The SNURF promoter of the 14 cases with Ct ratio [(mSNURF - uSNURF)] outside the normality range was sequenced to verify whether they showed the simultaneous presence of both methylated and unmethylated cytosine in each of the CpGs interrogated by the primers and beacon probes. Every specimen showed the presence of both methylated and unmethylated cytosine in the CpGs (see Fig. 1 and Fig. 2), demonstrating that the Ct ratios outside normalcy are not due to primer mismatch and different PCR efficiency for the methylated and unmethylated alleles. Of the 14 GBMs with Ct ratio outside the normality range only five among methylated cases had MGMT methylation and the ΔCt of SNURF had some impact on the final calculation for the mMGMT/uMGMT ratio in only one of 70 cases (1.42%, sample BF215). The SNURF promoter of BF215 was sequenced showing both methylated and unmehtylated cytosines for each of the CpGs tested (see Fig. 2). This indicates that the BF215 ratio of Ct [(mSNURF - uSNURF)] is not due to primer/probe mismatch but may be the result of a partial loss of imprinting (LOI) of the maternal allele (see Additional file 1 for details).

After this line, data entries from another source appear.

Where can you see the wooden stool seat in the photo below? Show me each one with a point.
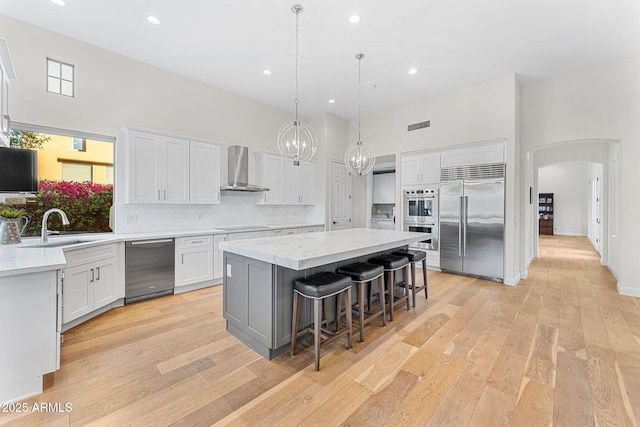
(391, 264)
(318, 287)
(362, 273)
(415, 257)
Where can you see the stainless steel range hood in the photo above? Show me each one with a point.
(238, 172)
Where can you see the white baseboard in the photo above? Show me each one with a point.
(631, 291)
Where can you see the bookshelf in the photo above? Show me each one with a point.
(545, 213)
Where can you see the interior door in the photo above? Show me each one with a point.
(450, 222)
(340, 196)
(484, 244)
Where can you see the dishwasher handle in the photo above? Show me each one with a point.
(149, 242)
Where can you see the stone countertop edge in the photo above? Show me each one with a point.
(299, 252)
(23, 258)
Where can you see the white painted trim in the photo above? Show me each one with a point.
(632, 291)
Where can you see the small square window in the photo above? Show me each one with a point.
(60, 77)
(80, 144)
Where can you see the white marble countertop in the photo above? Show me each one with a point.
(299, 252)
(25, 258)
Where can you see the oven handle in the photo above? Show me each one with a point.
(464, 230)
(460, 225)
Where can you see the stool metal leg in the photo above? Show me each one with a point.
(361, 309)
(413, 284)
(317, 326)
(294, 323)
(424, 274)
(347, 308)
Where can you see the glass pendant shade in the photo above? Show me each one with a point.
(359, 158)
(297, 141)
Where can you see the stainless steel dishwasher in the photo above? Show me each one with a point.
(149, 269)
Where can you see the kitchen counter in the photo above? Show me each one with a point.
(299, 252)
(259, 274)
(28, 257)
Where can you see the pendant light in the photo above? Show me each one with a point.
(359, 158)
(297, 141)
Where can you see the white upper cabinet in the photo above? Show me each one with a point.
(204, 173)
(421, 169)
(168, 169)
(6, 74)
(288, 184)
(384, 188)
(480, 154)
(270, 174)
(157, 168)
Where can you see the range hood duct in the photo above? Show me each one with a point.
(238, 171)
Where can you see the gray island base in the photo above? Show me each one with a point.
(259, 274)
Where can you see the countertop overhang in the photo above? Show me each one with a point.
(299, 252)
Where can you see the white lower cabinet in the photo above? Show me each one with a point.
(194, 263)
(313, 229)
(88, 286)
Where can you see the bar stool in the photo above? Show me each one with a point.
(362, 273)
(318, 287)
(415, 257)
(391, 264)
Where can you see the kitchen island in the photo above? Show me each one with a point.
(259, 274)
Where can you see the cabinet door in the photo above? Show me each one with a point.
(175, 161)
(77, 291)
(144, 162)
(204, 182)
(103, 283)
(384, 188)
(291, 194)
(217, 254)
(411, 170)
(196, 265)
(430, 165)
(307, 183)
(270, 174)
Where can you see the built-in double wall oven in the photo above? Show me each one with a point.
(420, 207)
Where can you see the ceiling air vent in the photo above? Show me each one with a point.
(420, 125)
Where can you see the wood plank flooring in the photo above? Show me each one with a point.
(561, 348)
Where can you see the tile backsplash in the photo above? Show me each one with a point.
(235, 208)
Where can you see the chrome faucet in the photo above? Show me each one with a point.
(45, 233)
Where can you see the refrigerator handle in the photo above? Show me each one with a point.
(460, 227)
(464, 224)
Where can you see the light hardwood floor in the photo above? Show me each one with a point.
(562, 348)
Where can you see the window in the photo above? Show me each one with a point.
(80, 182)
(80, 144)
(59, 77)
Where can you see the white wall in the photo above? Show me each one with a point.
(114, 91)
(483, 112)
(601, 103)
(569, 183)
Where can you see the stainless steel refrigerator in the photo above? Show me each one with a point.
(472, 220)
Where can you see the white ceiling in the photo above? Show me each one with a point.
(453, 43)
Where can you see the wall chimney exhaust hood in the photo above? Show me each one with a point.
(238, 171)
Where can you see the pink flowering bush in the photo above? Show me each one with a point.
(85, 203)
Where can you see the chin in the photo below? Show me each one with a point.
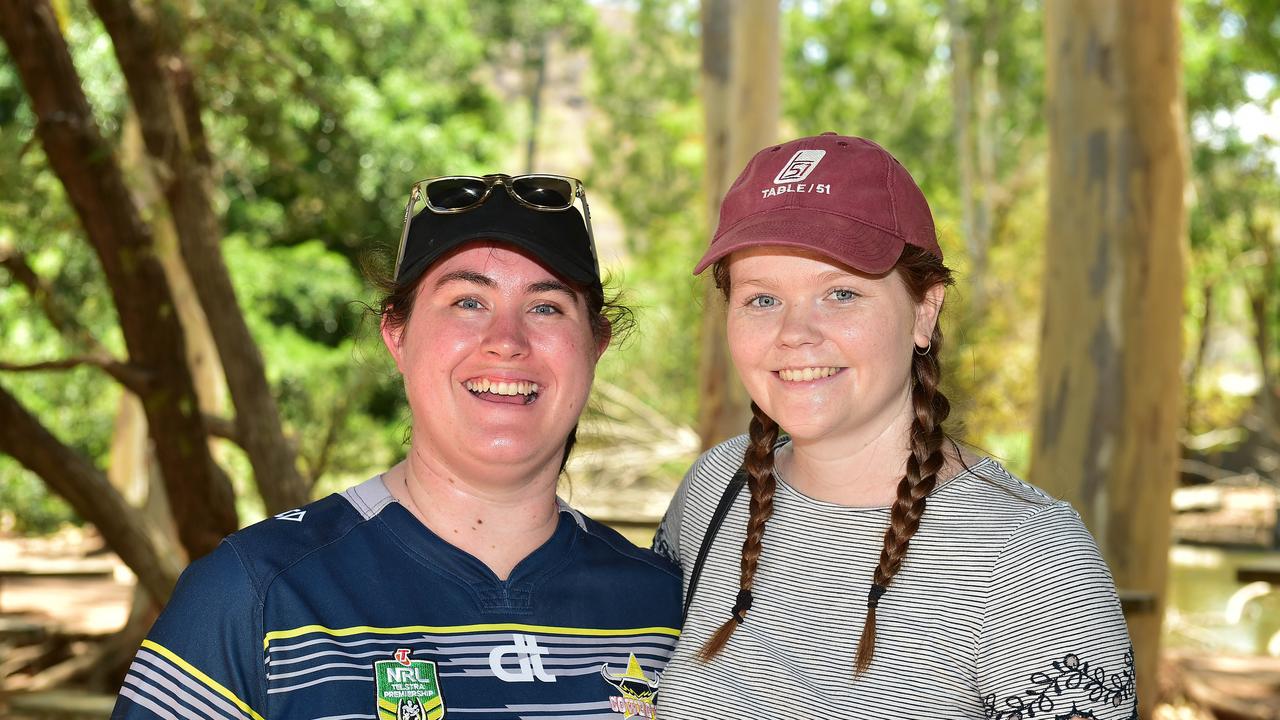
(513, 449)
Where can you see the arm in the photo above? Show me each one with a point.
(1054, 641)
(204, 656)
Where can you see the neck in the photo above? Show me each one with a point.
(860, 470)
(498, 520)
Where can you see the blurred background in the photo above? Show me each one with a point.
(193, 195)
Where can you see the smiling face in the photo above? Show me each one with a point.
(822, 349)
(498, 359)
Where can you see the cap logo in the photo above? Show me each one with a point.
(799, 165)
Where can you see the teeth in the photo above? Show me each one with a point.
(502, 387)
(805, 374)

With our MS-qLNAPCR protocol we identified 70 of 159 MGMT methylated cases (44.0%). In addition, MS-qLNAPCR allows a fine discrimination of the relative amounts of methylated vs. unmethylated MGMT in a given case (see Fig. 5). Quantitative analysis showed a bimodal distribution of ratio values between methylated and unmethylated MGMT alleles, with two prevalent groups with ratios between 0.001-0.33 and 0.67-1, respectively (see Fig. 6). This bimodal distribution is similar to that found by Vlassenbroeck et al. [27].

Figure 5
figure 5

A representative MS-qLNAPCR plot. A representative MS-qLNAPCR plot (GBM case BF240) showing an MGMT methylated ratio value of 0.46.

Figure 6
figure 6

Bimodal distribution of methylated and unmethylated alleles. Normalized ratio value groups between methylated and unmethylated alleles of the 70 MGMT methylated GBMs identified with our MS-qLNAPCR protocol. There is a bimodal distribution of cases with two prevalent groups showing ratio values between 0.001-0.33 and 0.67-1, respectively.

Survival

Median overall survival of the 159 patients was of 24 months (95%CI: 21 - 27), being 20 months and 36 (95%CI: 17.7 - 54.3) months, in patients with MGMT unmethylated and methylated tumors by nested MS-PCR, respectively (log-rank test, p = 0.004). Considering MGMT methylation data provided by our MS-qLNAPCR protocol as a binary variable, overall survival was statistically different between patients with GBM samples harboring MGMT promoter unmethylated and other patients with any percentage of MGMT methylation (log-rank test, p = 0.003, Fig. 7). This difference was retained using other cut off values for MGMT methylation rate (i.e. 10% and 20% of methylated cells), while the difference was lost when 50% of MGMT methylated cells was used as cut-off. Overall survival significantly correlated with MGMT promoter methylation status determined either by nested MS-PCR (p = 0.021) or MS-qLNAPCR (p = 0.025) even after the 14 patients that received RT followed by adjuvant TMZ were excluded.

Figure 7
figure 7

Kaplan-Meier survival curves. Survival curves of GBM patients with methylated MGMT promoter (thick line) and unmethylated MGMT promoter (thin line) determined by MS-qLNAPCR. Patients with tumors with unmethylated MGMT promoter have lower overall survival (Log rank test p = 0.003).

Discussion

Given the key roles of cytosine methylation, there has been a wide interest in the development of procedures for DNA methylation analyses [15]. The prognostic significance of MGMT promoter methylation has been shown in two chemoradiotherapy clinical trials; first in a phase II study testing concomitant and adjuvant temozolomide and radiation [39] and subsequently in EORTC 26981/22981 & NCIC CE.3 [14]. In the later study, MGMT promoter methylation was an independent favourable prognostic factor and patients whose tumour contained a methylated MGMT promoter had median survival of 21.7 months and 2-year survival of 46%, when treated with temozolomide and radiotherapy. These studies suggest that determination of MGMT methylation status maybe an important factor in determining which glioblastoma patients should receive chemoradiotherapy [40], but its prognostic significance in the routine clinical setting is not clearly established. Methylation-specific PCR (MSP) is widely used to test MGMT promoter methylation; however, in EORTC 26981/22981 & NCIC CE.3 Hegi et al. [14] only achieved methylation data for 67% of samples analysed, representing 36% of cases.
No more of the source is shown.